I would never dispute smoking causes cancer as I would never dispute that LDL-C is one of the causal factors in ASCVD. Like with smoking also with high LDL-C not everyone develops the disease (for the matter of this argument I wont go into other diseases and problems smoking may cause). The main difference is, that smoking is directly causal and LDL-C is only one of the causal factors and lowering LDL-C does not correlate with lowering ASCVD risk while not smoking clearly does (I know someone could say, that even non smokers get cancer, but most of them are second hand smokers or live with other environmental causal factors). All I was saying is, that if my risk of developing ASCVD is less than 5% in next 10 years why would I take daily medicine that might lower my chance of ASCVD to less than 4%? There are so many unknown factors in ASCVD that for me personally and this is no advice to anyone is that it is not worth taking something that in best case would do very little to prevent ASCVD but in the long run might cause other metabolic problems?

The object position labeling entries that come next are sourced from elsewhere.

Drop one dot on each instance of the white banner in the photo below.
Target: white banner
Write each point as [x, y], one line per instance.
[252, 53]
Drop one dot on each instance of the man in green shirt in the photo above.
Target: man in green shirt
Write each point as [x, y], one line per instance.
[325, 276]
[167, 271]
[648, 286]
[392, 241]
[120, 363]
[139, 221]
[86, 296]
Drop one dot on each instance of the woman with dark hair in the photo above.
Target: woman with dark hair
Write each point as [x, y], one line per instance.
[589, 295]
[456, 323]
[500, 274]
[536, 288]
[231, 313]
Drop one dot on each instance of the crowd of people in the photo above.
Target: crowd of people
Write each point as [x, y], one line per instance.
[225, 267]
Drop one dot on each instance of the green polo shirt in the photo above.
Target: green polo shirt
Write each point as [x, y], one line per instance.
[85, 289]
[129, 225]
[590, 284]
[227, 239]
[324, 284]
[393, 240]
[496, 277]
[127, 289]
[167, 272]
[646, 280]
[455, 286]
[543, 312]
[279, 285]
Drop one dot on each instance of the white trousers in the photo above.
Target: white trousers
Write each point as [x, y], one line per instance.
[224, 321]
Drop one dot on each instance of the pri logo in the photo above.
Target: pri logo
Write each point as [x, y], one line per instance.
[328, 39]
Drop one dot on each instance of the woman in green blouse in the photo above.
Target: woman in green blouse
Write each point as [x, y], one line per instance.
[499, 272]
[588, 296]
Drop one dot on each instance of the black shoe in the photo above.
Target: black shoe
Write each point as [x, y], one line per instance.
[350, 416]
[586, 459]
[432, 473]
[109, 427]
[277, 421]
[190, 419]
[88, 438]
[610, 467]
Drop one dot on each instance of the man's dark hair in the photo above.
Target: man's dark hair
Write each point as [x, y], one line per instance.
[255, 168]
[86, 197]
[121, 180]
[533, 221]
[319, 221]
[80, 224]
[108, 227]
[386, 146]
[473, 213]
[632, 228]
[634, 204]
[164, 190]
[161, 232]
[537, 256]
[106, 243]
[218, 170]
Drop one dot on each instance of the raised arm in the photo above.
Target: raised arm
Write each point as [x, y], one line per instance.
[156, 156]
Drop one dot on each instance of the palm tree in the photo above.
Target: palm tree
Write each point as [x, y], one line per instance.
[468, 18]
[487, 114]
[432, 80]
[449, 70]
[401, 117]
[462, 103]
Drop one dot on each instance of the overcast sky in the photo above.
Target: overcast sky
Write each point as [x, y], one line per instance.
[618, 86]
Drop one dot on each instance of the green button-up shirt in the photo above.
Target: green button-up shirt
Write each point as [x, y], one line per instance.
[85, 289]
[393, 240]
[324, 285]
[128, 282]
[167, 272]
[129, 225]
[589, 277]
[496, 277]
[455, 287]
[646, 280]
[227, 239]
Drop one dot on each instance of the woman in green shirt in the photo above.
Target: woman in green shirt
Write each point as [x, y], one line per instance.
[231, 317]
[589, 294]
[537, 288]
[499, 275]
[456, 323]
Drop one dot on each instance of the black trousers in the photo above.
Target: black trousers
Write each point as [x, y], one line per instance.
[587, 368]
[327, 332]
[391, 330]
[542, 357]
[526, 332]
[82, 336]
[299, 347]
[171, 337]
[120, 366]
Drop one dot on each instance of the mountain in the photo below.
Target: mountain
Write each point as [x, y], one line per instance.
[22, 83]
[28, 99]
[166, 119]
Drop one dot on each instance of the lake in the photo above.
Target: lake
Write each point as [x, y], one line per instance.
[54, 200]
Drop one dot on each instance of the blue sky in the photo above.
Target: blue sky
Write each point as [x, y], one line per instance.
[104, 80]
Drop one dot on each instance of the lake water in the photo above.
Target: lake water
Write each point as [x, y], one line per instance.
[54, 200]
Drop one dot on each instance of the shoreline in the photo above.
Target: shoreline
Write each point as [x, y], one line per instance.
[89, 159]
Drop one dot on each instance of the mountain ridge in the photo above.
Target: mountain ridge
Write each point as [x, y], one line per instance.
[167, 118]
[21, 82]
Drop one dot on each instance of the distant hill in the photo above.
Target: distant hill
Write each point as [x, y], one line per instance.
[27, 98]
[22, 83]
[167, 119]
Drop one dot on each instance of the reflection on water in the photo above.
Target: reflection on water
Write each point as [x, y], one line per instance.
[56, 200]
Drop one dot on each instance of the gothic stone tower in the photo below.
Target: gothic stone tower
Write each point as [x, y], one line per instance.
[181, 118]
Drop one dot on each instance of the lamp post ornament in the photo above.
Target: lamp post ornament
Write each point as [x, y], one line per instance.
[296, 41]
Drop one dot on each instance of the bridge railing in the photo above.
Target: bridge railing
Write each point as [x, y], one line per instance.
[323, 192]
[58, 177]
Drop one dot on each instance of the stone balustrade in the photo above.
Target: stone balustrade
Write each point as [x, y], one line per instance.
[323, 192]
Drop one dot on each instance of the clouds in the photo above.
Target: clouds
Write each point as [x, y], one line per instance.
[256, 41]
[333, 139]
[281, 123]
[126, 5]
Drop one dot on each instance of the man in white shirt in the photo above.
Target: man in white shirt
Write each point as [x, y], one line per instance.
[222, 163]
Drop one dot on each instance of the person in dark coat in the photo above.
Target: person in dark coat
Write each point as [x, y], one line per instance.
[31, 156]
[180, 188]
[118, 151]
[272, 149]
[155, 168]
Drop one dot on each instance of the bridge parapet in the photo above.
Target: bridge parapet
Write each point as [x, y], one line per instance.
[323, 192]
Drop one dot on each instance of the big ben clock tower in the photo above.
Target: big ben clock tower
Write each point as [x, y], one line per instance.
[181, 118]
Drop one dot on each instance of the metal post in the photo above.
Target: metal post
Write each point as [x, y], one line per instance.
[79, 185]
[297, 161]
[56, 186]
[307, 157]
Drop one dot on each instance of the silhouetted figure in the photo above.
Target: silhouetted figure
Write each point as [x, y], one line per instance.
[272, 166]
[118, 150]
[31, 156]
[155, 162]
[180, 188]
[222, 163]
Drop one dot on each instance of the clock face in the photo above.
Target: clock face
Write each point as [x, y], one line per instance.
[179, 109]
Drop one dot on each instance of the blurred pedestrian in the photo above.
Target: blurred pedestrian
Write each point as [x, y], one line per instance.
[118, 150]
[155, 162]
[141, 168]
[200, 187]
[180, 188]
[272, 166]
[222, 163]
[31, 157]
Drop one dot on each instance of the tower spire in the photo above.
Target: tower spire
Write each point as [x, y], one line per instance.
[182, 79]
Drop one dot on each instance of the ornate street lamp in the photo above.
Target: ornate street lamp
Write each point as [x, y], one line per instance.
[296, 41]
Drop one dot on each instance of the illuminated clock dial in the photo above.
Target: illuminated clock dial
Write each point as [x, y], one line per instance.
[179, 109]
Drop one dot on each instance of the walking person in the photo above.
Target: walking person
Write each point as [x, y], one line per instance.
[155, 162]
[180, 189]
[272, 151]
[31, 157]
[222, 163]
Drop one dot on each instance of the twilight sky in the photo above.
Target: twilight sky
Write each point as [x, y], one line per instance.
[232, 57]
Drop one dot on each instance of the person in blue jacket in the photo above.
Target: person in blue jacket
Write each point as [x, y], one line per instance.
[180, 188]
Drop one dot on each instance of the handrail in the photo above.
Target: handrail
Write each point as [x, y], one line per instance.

I understand that there is some logic that there can be no ASCVD if there are no atherogenic particles present and we hope that physiological minimum levels are indeed low enough not to cause it. There are new medicines coming that might address LDL-C lowering strategy differently than statins and PCSK9i and might prove better at preventing ASCVD. But ATM I believe that lifestyle and taking care of metabolic health is more beneficial than taking statins (or even PCSK9i for that matter) for primary prevention in low risk individuals.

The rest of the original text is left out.